The review board also rejected claims the fish farm infringed on Mi'kmaw rights and the boundary amendment triggered a duty to consult them.
Both positions were asserted by the Mi'kmaq Rights Initiative, also known as KMKNO. It is the negotiating arm of the Assembly of Nova Scotia Mi'kmaw Chiefs.
The board concluded there was a "'non-duty" to consult.
"The mere redrawing of the lease boundary could not be seen to have any potential adverse impact on First Nations' rights. If we are wrong in that regard, we conclude that consultation was at the very low end of the scale, and notice was sufficient to meet that duty," the board said.
"We also note that the impacts alleged by the KMKNO are vague, and non-specific as to potential adverse impacts on Aboriginal rights. For example, it does not explain how this ongoing operation has impeded traditional harvesting, and the exercise of traditional rights."
Environmentalist's claims scrutinized
The board was also skeptical of claims made by environmentalists.
Greg Hemming, a property owner who claimed to live 2.5 kilometres from the site, was granted intervener status. Cooke's lawyer later showed Hemming lived 14.5 kilometres away.
Hemming became a proxy for opponents and one of his witnesses was scientist Jonathan Carr, vice-president of research with the Atlantic Salmon Federation.
Carr acknowledged the company made improvements to the fish farm, but said there is not enough information to determine whether it has had or is having a negative impact on wild Atlantic salmon.
That did not sway the board as it considered the farm's impact on salmon.
"The board has heard an abundance of evidence that even before regulatory and statutory change (and since), this site has been well managed, and indeed, has strong mitigation efforts in place," the board wrote.
"Mr. Carr has produced no evidence that the dimensions of the Rattling Beach farm as it now sits, without any change in its infrastructure or production, will have any impact on any local salmon population.

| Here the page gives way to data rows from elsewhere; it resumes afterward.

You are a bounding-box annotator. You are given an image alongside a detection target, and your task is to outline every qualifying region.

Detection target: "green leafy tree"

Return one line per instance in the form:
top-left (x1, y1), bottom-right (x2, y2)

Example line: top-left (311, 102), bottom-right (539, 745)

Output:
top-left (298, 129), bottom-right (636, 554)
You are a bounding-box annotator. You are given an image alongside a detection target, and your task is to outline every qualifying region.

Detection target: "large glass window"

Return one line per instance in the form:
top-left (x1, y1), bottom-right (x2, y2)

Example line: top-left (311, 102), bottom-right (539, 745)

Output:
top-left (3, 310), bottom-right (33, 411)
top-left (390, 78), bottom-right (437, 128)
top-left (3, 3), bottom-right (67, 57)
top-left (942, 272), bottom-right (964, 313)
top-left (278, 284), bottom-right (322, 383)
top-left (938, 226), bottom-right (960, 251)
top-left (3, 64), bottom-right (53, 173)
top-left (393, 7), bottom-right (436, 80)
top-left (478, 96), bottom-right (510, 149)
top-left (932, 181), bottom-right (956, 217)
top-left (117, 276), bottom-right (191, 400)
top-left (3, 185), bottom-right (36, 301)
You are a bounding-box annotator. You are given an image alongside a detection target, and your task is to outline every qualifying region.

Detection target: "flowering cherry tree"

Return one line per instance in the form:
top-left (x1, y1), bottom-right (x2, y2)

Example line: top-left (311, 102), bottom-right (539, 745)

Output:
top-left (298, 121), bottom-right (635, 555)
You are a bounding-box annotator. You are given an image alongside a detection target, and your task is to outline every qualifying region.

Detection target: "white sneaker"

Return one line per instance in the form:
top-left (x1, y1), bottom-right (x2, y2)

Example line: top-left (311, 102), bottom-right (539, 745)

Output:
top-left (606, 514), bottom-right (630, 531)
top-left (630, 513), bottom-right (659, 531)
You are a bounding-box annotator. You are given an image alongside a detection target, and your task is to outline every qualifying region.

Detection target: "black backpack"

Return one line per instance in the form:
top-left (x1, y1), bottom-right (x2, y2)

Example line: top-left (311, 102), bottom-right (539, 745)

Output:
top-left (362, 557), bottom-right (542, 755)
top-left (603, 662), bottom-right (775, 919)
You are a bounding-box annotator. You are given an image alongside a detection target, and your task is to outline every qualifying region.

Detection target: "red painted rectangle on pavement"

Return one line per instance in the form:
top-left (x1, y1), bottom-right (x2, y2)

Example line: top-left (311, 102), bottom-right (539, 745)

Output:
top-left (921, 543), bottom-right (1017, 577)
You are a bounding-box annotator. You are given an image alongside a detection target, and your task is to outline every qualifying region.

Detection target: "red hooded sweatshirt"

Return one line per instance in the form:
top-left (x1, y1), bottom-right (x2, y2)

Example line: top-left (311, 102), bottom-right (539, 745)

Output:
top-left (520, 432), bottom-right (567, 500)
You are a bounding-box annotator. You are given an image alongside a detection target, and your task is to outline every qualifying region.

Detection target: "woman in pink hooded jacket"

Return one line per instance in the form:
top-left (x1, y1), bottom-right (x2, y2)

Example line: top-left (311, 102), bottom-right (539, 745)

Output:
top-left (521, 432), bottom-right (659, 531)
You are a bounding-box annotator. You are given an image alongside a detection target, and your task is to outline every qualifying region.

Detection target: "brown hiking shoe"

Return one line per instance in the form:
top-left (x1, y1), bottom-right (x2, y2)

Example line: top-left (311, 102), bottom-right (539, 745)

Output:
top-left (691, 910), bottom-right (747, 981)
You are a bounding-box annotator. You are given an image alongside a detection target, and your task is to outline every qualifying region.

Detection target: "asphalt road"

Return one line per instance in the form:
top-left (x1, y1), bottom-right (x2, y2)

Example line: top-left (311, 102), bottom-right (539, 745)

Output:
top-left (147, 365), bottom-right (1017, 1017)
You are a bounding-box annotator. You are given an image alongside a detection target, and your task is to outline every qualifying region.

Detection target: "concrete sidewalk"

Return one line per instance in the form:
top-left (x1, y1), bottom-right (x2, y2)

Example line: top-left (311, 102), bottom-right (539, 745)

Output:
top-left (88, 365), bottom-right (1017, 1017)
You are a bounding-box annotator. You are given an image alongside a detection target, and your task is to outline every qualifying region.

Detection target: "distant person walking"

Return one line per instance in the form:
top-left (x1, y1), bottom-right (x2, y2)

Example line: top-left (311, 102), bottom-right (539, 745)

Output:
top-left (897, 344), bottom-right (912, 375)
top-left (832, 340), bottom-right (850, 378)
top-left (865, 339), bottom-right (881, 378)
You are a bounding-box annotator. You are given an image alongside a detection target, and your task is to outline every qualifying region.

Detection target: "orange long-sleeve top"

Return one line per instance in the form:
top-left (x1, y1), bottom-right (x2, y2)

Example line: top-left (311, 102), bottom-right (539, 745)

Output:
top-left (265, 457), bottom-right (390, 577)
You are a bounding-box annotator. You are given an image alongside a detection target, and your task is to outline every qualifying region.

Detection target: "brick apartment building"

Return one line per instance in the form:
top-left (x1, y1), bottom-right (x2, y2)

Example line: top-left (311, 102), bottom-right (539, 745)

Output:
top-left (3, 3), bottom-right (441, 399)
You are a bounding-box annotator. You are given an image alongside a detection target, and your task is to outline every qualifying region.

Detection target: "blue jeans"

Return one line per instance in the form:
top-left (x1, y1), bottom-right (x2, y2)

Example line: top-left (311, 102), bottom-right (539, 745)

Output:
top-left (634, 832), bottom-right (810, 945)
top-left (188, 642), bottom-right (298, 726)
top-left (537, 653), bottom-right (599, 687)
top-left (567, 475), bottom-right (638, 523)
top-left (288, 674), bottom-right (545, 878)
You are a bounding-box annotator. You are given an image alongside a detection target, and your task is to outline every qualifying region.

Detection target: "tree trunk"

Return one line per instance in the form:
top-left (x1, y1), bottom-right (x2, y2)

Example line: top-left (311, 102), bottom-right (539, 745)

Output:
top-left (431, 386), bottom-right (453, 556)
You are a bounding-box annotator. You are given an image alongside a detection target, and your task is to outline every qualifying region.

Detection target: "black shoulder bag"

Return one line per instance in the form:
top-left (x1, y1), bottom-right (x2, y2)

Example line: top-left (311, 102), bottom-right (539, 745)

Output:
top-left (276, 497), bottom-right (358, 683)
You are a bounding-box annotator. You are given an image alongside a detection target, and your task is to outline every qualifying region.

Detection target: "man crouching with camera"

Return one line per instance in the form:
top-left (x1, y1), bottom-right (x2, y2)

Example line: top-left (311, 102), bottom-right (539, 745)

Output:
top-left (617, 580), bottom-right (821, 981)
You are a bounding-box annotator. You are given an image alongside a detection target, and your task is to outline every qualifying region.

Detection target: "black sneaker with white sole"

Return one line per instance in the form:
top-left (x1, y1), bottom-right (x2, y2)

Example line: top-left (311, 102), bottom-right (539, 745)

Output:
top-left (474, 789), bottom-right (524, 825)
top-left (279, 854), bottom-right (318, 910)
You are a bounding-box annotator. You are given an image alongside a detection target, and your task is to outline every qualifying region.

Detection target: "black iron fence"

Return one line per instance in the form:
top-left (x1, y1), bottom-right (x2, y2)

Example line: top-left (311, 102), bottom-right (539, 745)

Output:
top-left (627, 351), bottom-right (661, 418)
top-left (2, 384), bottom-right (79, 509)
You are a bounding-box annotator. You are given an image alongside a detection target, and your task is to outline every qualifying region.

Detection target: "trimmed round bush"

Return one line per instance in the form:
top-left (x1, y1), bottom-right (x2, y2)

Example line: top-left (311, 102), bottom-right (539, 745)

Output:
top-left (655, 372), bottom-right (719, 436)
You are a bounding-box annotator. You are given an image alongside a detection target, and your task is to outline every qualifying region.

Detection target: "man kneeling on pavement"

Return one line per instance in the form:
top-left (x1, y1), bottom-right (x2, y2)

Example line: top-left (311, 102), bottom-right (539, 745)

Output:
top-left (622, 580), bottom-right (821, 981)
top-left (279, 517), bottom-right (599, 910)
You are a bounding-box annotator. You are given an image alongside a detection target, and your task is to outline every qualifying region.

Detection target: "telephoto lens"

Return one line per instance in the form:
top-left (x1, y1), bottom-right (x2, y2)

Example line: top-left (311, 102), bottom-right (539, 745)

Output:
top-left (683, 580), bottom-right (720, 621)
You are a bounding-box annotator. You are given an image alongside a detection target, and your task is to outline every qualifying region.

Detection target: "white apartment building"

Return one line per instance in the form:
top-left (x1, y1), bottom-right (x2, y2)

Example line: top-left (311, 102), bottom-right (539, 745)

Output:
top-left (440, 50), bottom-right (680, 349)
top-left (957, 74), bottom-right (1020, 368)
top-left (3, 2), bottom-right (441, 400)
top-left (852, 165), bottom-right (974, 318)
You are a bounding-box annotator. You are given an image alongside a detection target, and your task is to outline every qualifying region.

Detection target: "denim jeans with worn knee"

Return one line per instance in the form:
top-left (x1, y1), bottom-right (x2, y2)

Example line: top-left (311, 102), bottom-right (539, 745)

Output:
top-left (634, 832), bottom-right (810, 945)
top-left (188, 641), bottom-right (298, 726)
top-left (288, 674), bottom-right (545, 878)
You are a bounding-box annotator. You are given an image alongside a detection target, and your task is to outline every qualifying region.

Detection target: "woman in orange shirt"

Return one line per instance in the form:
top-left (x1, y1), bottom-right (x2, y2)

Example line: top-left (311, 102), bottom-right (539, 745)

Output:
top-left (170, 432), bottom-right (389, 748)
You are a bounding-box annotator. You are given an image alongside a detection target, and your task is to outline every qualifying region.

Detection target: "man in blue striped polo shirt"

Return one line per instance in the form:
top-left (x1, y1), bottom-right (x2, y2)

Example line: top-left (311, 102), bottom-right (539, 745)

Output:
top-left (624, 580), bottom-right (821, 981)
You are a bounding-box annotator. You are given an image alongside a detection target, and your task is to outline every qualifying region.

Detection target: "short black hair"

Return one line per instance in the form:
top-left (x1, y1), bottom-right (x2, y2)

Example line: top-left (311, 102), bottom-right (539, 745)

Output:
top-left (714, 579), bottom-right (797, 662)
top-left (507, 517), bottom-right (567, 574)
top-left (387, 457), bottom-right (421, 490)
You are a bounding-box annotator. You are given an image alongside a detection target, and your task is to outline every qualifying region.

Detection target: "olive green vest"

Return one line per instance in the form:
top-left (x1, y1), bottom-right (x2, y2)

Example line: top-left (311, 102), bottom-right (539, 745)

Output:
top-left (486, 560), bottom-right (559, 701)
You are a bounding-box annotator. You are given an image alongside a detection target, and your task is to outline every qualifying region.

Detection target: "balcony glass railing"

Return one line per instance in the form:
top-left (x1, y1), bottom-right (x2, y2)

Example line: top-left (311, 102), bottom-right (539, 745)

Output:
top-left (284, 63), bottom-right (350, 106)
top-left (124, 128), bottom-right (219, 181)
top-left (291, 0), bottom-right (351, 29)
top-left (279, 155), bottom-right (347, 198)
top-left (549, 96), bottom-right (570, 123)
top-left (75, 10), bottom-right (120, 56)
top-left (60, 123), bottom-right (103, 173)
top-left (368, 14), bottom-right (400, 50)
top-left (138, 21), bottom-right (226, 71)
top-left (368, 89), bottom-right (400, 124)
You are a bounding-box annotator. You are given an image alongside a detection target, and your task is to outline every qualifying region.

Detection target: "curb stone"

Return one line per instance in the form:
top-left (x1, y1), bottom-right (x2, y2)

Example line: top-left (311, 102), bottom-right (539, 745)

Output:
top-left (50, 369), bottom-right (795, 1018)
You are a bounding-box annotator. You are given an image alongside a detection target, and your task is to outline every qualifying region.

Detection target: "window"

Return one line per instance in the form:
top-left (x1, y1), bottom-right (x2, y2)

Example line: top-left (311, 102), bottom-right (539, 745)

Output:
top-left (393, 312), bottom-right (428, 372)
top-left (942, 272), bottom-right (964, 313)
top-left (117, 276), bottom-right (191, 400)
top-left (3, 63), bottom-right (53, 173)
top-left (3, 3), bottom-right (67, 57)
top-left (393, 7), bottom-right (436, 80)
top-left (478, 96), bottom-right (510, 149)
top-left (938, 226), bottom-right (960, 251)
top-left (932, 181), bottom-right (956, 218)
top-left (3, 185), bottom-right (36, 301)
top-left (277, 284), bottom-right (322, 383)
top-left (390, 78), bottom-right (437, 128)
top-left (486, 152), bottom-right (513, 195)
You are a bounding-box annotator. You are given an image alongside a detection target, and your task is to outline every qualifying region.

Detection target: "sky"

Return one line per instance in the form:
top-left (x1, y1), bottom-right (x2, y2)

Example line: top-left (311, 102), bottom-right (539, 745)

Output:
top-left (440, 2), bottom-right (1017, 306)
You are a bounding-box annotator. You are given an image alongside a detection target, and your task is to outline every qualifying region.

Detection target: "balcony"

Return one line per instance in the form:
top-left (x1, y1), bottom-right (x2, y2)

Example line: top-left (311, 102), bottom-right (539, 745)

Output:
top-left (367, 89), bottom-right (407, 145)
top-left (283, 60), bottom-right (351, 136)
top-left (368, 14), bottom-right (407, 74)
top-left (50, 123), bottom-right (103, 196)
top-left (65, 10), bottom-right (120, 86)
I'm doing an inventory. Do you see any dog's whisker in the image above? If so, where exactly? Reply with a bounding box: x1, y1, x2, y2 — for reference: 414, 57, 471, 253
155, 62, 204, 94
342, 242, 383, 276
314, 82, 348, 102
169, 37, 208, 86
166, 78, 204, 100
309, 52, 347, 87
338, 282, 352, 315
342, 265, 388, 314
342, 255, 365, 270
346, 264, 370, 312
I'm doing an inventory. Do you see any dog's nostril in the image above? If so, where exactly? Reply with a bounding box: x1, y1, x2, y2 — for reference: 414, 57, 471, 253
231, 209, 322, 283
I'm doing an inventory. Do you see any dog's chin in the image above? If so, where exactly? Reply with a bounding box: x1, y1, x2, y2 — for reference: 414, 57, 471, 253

He has shown however, the possibility of a risk to salmon by the presence of any salmon farm. We find that appropriate mitigation is in place to deal with potential damage."
Environmental groups to speak out
A coalition of environmental groups opposed to open net pen fish farming have scheduled a media briefing on Tuesday to "break down the decision, the NSARB process, and what it means for the future of huge industry expansion plans in Nova Scotia."
Cooke has announced plans to expand its operations in the province. A more significant application from the company is heading to the aquaculture review board at some point.
The company is seeking approval for a major expansion that would add 46 pens and increase capacity to 1.8 million salmon at its site in Liverpool Bay.
Simon Ryder-Burbidge of the Ecology Action Centre said he was not surprised by the board's decision.
"This was their first hearing, and it's clear that they're very constrained by a limited mandate," Ryder-Burbidge said in a written response to CBC News.
"It does make you wonder why all the participants had to spend so much time, energy and money over the foregone approval of an already existing boundary line. Hopefully we'll have a chance to address issues like this during the upcoming aquaculture regulatory review."
The province is in the midst of a review of the rules around aquaculture.